Hello,
I just read this article:
Push vs. Pull-Based Loop Fusion in Query Engines
https://arxiv.org/abs/1610.09166 <https://arxiv.org/abs/1610.09166>
It is a really good read if you are interested in TP4. Here are some notes I
jotted down:
1. Pull-based engines are inefficient when there are lots of filters().
- they require a while(predicate.test(next())) which introduces
branch flow control and subsequent JVM performance issues.
- push-based engines simply don’t emit() if the
predicate.test() is false. Thus, no branching.
2. Pull-based engines are better at limit() based queries.
- they only process what is necessary to satisfy the limit.
- push-based engines will provide more results than needed
given their eager evaluation strategy (backpressure comes into play).
3. We should introduce a "collection()" operator in TP4 for better
expressivity with list and map manipulation and so we don’t have to use
unfold()…fold().
- [9,11,13].collection(incr().is(gt(10))) => [12,14]
- the ability to chain functions in a collection manipulation
sequence is crucial for performance as you don’t create intermediate
collections.
4. Given that some bytecode is best on a push-based vs. a pull-based
(and vice versa), we can strategize for this accordingly.
- We have Pipes for pull-based.
- We have RxJava for push-based.
- We can even isolate sub-sections of a flow.
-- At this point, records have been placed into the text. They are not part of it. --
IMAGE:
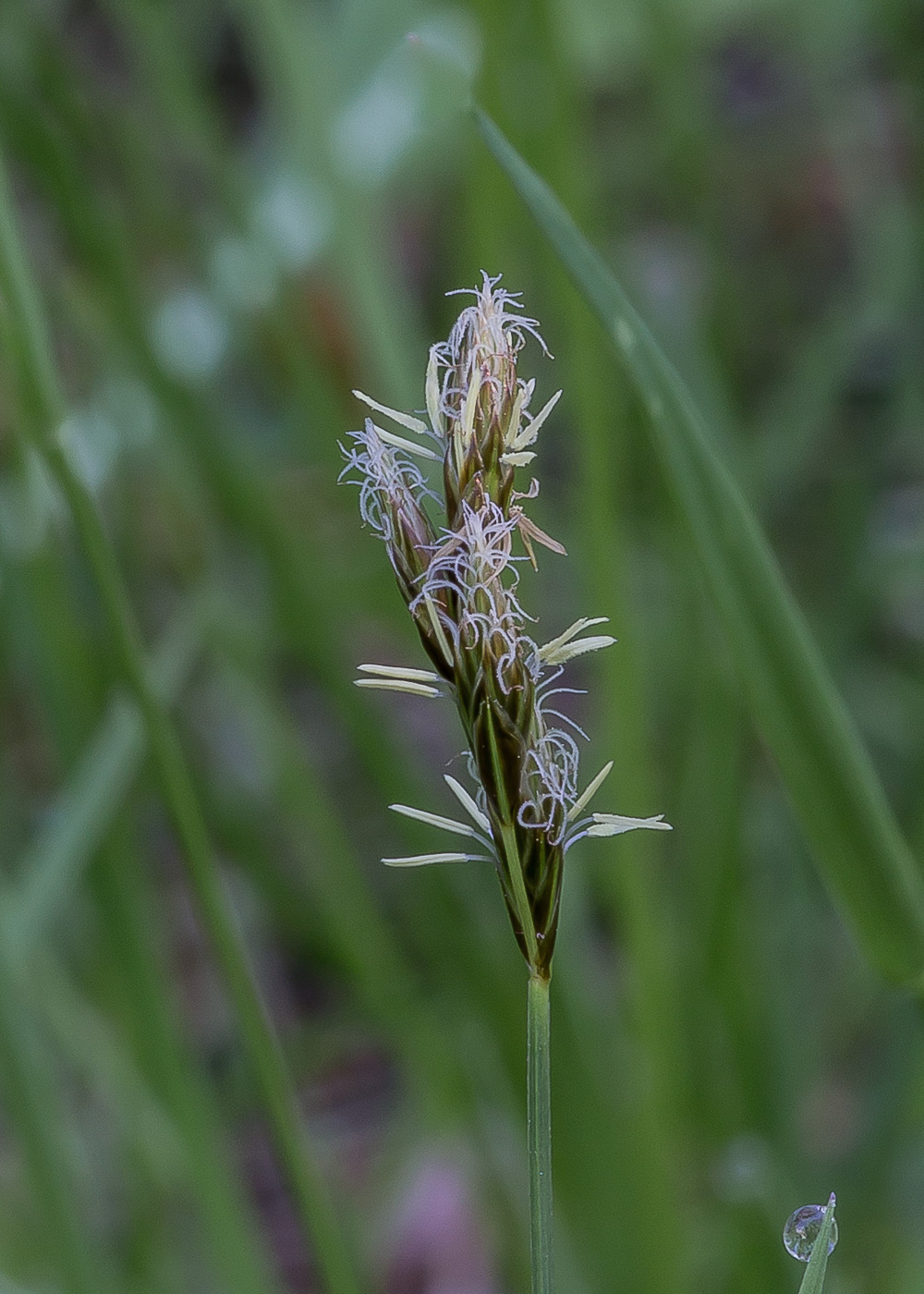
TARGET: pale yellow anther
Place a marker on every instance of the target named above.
(468, 429)
(532, 429)
(403, 420)
(438, 420)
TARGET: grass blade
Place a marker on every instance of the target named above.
(92, 798)
(813, 1281)
(42, 403)
(794, 702)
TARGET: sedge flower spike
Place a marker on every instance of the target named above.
(459, 582)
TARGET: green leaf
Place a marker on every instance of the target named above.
(813, 1280)
(840, 802)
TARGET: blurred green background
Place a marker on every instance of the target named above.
(236, 213)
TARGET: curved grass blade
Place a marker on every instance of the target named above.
(791, 695)
(42, 404)
(794, 702)
(813, 1281)
(87, 805)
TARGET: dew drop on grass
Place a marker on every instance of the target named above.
(801, 1231)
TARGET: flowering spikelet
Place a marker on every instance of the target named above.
(459, 585)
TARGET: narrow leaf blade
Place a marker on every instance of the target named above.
(827, 772)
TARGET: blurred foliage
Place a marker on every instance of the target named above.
(236, 213)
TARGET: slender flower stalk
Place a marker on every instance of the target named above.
(458, 578)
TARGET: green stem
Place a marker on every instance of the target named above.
(539, 1134)
(26, 336)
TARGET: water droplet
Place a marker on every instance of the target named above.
(801, 1231)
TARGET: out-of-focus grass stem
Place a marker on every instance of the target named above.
(25, 330)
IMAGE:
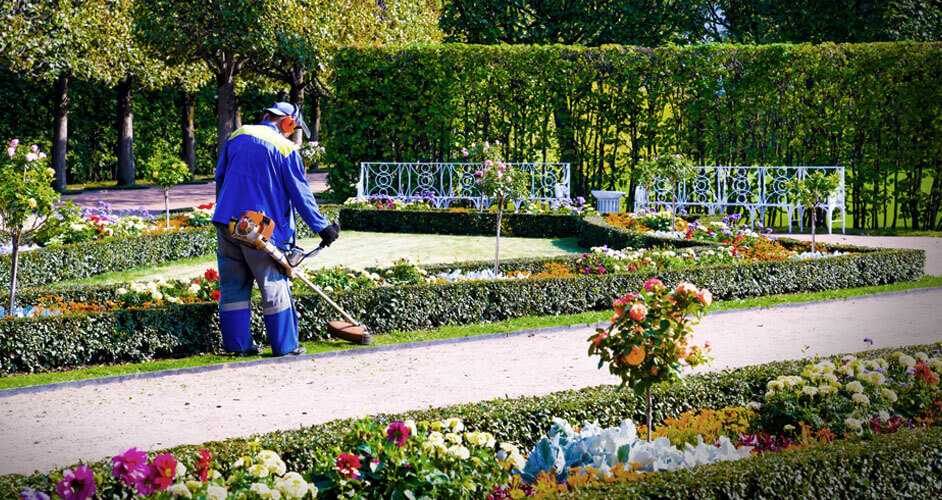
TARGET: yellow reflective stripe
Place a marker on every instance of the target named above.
(267, 134)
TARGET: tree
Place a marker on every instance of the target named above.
(55, 41)
(308, 32)
(812, 191)
(167, 171)
(674, 169)
(498, 181)
(26, 200)
(226, 35)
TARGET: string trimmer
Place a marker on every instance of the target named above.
(254, 229)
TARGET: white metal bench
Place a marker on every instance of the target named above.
(443, 183)
(754, 189)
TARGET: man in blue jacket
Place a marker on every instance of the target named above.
(260, 169)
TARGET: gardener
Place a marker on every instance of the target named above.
(260, 169)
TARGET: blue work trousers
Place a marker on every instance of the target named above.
(239, 267)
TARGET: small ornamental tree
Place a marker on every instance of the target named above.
(26, 200)
(813, 190)
(676, 169)
(167, 171)
(648, 339)
(497, 181)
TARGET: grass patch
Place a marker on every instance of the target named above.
(446, 332)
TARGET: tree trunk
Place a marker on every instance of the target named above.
(225, 107)
(649, 413)
(167, 207)
(188, 136)
(500, 214)
(14, 261)
(814, 220)
(125, 147)
(60, 134)
(297, 97)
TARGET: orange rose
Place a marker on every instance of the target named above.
(638, 312)
(636, 356)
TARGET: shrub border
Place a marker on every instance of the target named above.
(521, 420)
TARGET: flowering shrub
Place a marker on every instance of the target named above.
(137, 475)
(855, 397)
(159, 291)
(410, 460)
(564, 449)
(647, 341)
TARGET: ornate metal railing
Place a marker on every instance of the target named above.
(717, 189)
(443, 183)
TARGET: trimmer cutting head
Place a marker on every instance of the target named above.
(358, 334)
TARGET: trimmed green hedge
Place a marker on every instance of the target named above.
(459, 223)
(44, 266)
(521, 420)
(100, 338)
(906, 464)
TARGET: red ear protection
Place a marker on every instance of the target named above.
(287, 125)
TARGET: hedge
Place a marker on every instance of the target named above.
(44, 266)
(183, 330)
(868, 107)
(905, 464)
(521, 420)
(460, 223)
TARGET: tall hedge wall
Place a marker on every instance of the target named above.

For instance:
g.V().has(‘age’,gt(10)).out(‘knows').limit(10)
==>becomes
g.V().has(‘age’,gt(10)).local(out(‘knows’).limit(10))
- where the local(bytecode) (TP3-style) is
executed by Pipes and the root bytecode by rxJava.
5. They have lots of good tips for writing JVM performant
operators/steps/functions.
- All their work is done in Scala.
Enjoy!,
Marko.
http://rredux.com <http://rredux.com/>